Annals 14:42 A Slave Kills His Master [because of a homosexual
infatuation?]
The Issue here is not homosexuality, but the elite's fear of
its slaves.
Soon afterwards one of his own slaves murdered the city-prefect,
Pedanius Secundus, either because he had been refused his freedom,
for which he had made a bargain, or in the jealousy of a love
in which he could not brook his master's rivalry. Ancient custom
required that the whole slave-establishment which had dwelt under
the same roof should be dragged to execution, when a sudden gathering
of the populace, which was for saving so many innocent lives,
brought matters to actual insurrection. Even in the Senate there
was a strong feeling on the part of those who shrank from extreme
rigour, though the majority were opposed to any innovation. Of
these, Caius Cassius, in giving his vote, argued to the following
effect:-
"Often have I been present, Senators, in this assembly when
new decrees were demanded from us contrary to the customs and
laws of our ancestors, and I have refrained from opposition, not
because I doubted but that in all matters the arrangements of
the past were better and fairer and that all changes were for
the worse, but that I might not seem to be exalting my own profession
out of an excessive partiality for ancient precedent. At the same
time I thought that any influence I possess ought not to be destroyed
by incessant protests, wishing that it might remain unimpaired,
should the State ever need my counsels. To-day this has come to
pass, since an ex-consul has been murdered in his house by the
treachery of slaves, which not one hindered or divulged, though
the Senate's decree, which threatens the entire slave-establishment
with execution, has been till now unshaken. Vote impunity, in
heaven's name, and then who will be protected by his rank, when
the prefecture of the capital has been of no avail to its holder?

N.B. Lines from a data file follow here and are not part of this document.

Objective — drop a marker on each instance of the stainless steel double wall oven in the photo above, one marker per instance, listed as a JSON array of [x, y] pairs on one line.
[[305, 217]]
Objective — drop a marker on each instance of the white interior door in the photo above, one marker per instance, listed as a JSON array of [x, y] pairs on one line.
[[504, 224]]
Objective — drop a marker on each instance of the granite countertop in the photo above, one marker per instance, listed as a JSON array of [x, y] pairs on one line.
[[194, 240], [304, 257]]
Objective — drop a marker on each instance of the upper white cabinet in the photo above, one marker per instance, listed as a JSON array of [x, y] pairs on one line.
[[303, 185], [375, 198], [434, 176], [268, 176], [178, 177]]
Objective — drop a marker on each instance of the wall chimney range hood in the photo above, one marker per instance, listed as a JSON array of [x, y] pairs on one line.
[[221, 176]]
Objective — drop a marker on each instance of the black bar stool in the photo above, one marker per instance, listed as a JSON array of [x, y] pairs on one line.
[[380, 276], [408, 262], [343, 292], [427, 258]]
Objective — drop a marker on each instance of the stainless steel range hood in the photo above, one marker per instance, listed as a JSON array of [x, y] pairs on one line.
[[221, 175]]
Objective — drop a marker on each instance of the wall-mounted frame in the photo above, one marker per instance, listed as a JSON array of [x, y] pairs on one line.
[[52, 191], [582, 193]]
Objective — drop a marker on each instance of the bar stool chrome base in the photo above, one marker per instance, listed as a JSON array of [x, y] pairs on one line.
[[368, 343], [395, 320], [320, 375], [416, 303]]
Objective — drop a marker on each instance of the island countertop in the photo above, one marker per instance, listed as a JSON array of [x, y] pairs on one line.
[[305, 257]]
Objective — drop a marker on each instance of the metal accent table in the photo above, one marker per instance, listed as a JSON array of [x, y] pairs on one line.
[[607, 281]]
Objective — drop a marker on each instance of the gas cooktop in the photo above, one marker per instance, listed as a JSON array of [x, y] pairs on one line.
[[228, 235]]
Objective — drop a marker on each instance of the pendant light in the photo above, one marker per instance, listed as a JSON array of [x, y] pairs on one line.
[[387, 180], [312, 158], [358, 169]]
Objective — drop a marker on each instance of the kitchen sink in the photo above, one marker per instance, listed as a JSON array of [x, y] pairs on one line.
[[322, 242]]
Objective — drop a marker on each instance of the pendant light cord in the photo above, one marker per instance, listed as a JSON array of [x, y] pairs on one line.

Who will be kept safe by the number of his slaves when four hundred
have not protected Pedanius Secundus? Which of us will be rescued
by his domestics, who, even with the dread of punishment before
them, regard not our dangers? Was the murderer, as some do not
blush to pretend, avenging his wrongs because he had bargained
about money from his father or because a family-slave was taken
from him? Let us actually decide that the master was justly slain.
"Is it your pleasure to search for arguments in a matter
already weighed in the deliberations of wiser men than ourselves?
Even if we had now for the first time to come to a decision, do
you believe that a slave took courage to murder his master without
letting fall a threatening word or uttering a rash syllable? Granted
that he concealed his purpose, that he procured his weapon without
his fellows' knowledge. Could he pass the night-guard, could he
open the doors of the chamber, carry in a light, and accomplish
the murder, while all were in ignorance? There are many preliminaries
to guilt; if these are divulged by slaves, we may live singly
amid numbers, safe among a trembling throng; lastly, if we must
perish, it will be with vengeance on the guilty. Our ancestors
always suspected the temper of their slaves, even when they were
born on the same estates, or in the same houses with themselves
and thus inherited from their birth an affection for their masters.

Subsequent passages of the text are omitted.